Très bien. Depuis l’apparition de la maladie, je fais une sieste d’environ une heure chaque jour. Si ce n’est pas possible pendant plusieurs jours d’affilée, ce qui arrive heureusement rarement, je ressens vite de la fatigue. Je sens bien que le lupus est toujours là, mais je le gère parfaitement.
En 2023, vous avez aussi subi une opération de la hanche. Le sport de haut niveau est-il mauvais pour la santé?
Je suis lucide là-dessus. J’ai tiré tout ce que je pouvais de mon corps. Heureusement, je vis à une époque où la médecine peut faire beaucoup. Mais ce n’est qu’une question de temps avant que ce soit au tour de mes genoux.
Ces dernières années, je vous ai croisée deux fois par hasard. Une fois en tant qu’arbitre lors d’un match amateur à Munich, une autre fois en tant que joueuse dans un tournoi senior de football féminin. Pourquoi êtes-vous toujours aussi active?
Parce que j’aime le football, et parce que j’aime être sur le terrain. J’ai déjà arbitré près de 400 matchs.
Combien gagnez-vous pour un match?
Environ 50 euros. Mais ce n’est pas la question.
Alors, de quoi s’agit-il?
Quand j’arbitre, je suis au cœur du jeu. Et puis je fais environ huit kilomètres par match. Sur une piste d’athlétisme, ça ferait une vingtaine de tours — et je n’aurais aucune envie de les faire toute seule.
Récemment, en Suisse, un père a frappé un arbitre lors d’un match de juniors C. Avez-vous déjà vécu des situations difficiles?
Malheureusement, oui. J’ai déjà été insultée, qu’on me crache dessus, ou suivie jusqu’à ma voiture. Mais heureusement, je n’ai jamais été agressée physiquement. Je suis favorable à l’introduction d’une «carte de supporter». Pour l’obtenir, il faudrait notamment réussir un test de connaissances sur les règles du jeu. Sans cette carte, personne ne devrait être autorisé à approcher un terrain.

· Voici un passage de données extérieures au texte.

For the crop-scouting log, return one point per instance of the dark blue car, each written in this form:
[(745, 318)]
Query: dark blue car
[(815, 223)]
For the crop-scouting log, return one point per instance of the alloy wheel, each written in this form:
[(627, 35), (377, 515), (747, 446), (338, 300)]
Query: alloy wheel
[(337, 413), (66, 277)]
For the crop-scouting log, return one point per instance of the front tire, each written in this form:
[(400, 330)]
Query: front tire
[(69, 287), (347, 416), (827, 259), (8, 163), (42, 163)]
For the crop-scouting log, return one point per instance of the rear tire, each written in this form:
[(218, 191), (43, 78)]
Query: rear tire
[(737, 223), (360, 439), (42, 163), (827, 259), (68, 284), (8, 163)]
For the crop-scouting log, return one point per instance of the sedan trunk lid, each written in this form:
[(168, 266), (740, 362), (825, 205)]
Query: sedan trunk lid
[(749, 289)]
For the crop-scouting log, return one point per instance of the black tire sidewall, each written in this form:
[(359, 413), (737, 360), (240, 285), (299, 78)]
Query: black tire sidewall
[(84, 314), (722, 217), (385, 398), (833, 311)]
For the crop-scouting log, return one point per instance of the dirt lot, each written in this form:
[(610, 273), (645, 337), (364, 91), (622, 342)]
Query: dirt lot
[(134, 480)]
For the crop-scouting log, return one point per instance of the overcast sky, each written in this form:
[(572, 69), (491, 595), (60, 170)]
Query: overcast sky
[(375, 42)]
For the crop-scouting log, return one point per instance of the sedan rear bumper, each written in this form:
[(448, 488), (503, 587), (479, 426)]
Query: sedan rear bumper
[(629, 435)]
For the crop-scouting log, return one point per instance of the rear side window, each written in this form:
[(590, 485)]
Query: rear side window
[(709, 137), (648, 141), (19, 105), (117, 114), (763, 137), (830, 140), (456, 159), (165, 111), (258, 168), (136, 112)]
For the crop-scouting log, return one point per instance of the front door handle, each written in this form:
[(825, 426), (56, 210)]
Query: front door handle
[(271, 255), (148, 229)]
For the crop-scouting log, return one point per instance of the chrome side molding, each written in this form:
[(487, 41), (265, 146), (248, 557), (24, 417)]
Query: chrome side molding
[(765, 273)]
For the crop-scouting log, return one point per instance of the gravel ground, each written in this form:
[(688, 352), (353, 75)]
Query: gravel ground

Lorsque je vous ai vue à Munich, votre chienne Fleur vous accompagnait. Comment va-t-elle?
Je l’ai malheureusement fait euthanasier juste avant Pâques. C’était très douloureux. Pour la première fois en 16 ans, je n’ai plus de chien à mes côtés. Fleur m’accompagnait partout, même lors de mes conférences. C’était toujours prévu avec les organisateurs: un petit lit pour elle sur la scène. D’ailleurs, il y a eu quelques événements récemment où le petit lit était encore là, vide. Les organisateurs ne savaient pas qu’elle n’était plus parmi nous.
L’Euro approche à grands pas. À quel point êtes-vous impatiente?
Enormément. Je serai à nouveau l’experte principale de la ZDF. Ce sera un défi passionnant: des millions de personnes vont nous regarder. Mais j’aime cette pression, même si je suis très consciente de ma responsabilité.
Quelle responsabilité?
En tant qu’experte, je ne parle pas uniquement de tactique ou de systèmes comme le 4-4-2. Le football a aussi une portée politique, économique et sociale. Je dois donc bien réfléchir à ce que je dis — et aussi à ce que je choisis de ne pas dire.